Now the bathroom didn't especially NEED to be completely redone but I knew a major face-lift was on the cards when my husband casually mentioned during an ad break in The Bill that he thought the bathroom could do with a bit of a "freshening".

Graham never does things by half, so I was in no way surprised to arrive home the following evening to be greeted by hubby carrying half a shower cubicle out of the front door towards the garage. What had been, a mere eight hours before, a clean and spacious drive had now been transformed into a porcelain rockery.

And so it began. The demolition work completed it was then the plumber's turn. Isn't it weird having a stranger in your home? You are desperate to make a good impression and it's probably one of only a few times I get to dust off the "good" cups.

On orders from hubby, teas were delivered every hour on the hour complete with a selection of chocolate biscuits.
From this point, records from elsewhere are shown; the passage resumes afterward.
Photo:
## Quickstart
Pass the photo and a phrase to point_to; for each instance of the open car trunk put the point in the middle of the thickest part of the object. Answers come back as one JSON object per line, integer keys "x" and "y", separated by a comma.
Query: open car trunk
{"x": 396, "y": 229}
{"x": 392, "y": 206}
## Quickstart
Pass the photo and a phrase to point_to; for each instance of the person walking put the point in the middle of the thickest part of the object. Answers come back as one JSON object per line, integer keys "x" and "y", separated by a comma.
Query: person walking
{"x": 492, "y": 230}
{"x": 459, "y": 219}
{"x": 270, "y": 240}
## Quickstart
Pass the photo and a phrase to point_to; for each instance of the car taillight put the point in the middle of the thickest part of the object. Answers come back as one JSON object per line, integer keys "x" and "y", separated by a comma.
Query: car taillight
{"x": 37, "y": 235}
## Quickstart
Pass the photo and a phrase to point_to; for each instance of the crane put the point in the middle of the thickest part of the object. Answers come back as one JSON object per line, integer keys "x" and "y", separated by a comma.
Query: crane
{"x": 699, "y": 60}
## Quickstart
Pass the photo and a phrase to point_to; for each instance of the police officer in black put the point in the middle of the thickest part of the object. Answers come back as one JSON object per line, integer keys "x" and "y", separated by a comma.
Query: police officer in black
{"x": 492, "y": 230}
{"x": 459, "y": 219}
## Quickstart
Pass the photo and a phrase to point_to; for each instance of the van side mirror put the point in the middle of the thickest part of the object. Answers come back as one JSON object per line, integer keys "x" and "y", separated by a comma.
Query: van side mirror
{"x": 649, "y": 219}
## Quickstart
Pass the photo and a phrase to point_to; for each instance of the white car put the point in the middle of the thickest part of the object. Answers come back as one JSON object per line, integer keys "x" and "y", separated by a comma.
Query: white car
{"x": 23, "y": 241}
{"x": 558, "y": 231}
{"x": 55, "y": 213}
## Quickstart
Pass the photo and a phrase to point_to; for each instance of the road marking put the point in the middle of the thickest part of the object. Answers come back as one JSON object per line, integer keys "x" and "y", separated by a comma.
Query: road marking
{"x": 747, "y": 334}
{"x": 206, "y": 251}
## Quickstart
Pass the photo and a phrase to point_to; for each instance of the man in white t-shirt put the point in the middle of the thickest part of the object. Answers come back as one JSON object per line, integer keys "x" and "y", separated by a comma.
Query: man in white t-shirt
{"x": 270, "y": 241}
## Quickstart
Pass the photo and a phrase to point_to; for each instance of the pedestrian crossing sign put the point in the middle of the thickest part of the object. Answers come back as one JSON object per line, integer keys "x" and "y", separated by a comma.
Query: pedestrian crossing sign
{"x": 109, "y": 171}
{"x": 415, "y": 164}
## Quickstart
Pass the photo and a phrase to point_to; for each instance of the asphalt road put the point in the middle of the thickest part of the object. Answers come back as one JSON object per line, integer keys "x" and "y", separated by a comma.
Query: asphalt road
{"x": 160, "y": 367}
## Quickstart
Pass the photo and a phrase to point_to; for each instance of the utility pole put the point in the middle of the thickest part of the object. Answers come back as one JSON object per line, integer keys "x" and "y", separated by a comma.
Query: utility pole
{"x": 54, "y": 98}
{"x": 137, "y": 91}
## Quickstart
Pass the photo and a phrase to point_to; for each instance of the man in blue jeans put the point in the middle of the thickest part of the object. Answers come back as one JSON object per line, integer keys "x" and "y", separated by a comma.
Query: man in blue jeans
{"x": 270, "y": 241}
Graham says it's the most important thing you can do when having someone in to do work and I suppose he should know since he spends most of his working life doing exactly the same.

It was at this point I remembered that the water was off and had been all day, so not to put too fine a point on it, where was it going! What was he using? Through careful planning of my daily routine I coped quite well - the supermarket and the gym both being used with much more frequently than I had done in the past.

Staff at the gym were delighted and amazed to see me once sometimes twice a day, one receptionist quipped "Ooh there's no stopping you is there? You'll be busting out of your top with all the work you're doing!"

I was sorely tempted to tell her that the "busting" I had in mind was different to hers, but at least on my trips there I had the chance to read the papers and work my way through their muffin selection.

Back home, and if you didn't know the plumber was there you would never have guessed. He was quiet as a mouse and probably for good reason. When he asked how water came into the house and I replied "taps?", I think he had a pretty good idea that I knew nothing about plumbing, so in the way that he would no sooner tell me how to present the weather than I would tell him how to fit a stop-cock, I left him to get on with it.

The work's nearly done now, the bathroom looks amazing and the plumber has done an incredible job. The weird thing is his brilliance seems to have rubbed off on other areas of the house, especially the plants which look better than they have done for ages.

When my mother-in-law remarked on their condition and asked if I was using anything different to water them with I'm sure I heard the plumber chuckling upstairs, what does he know that I don't I wonder?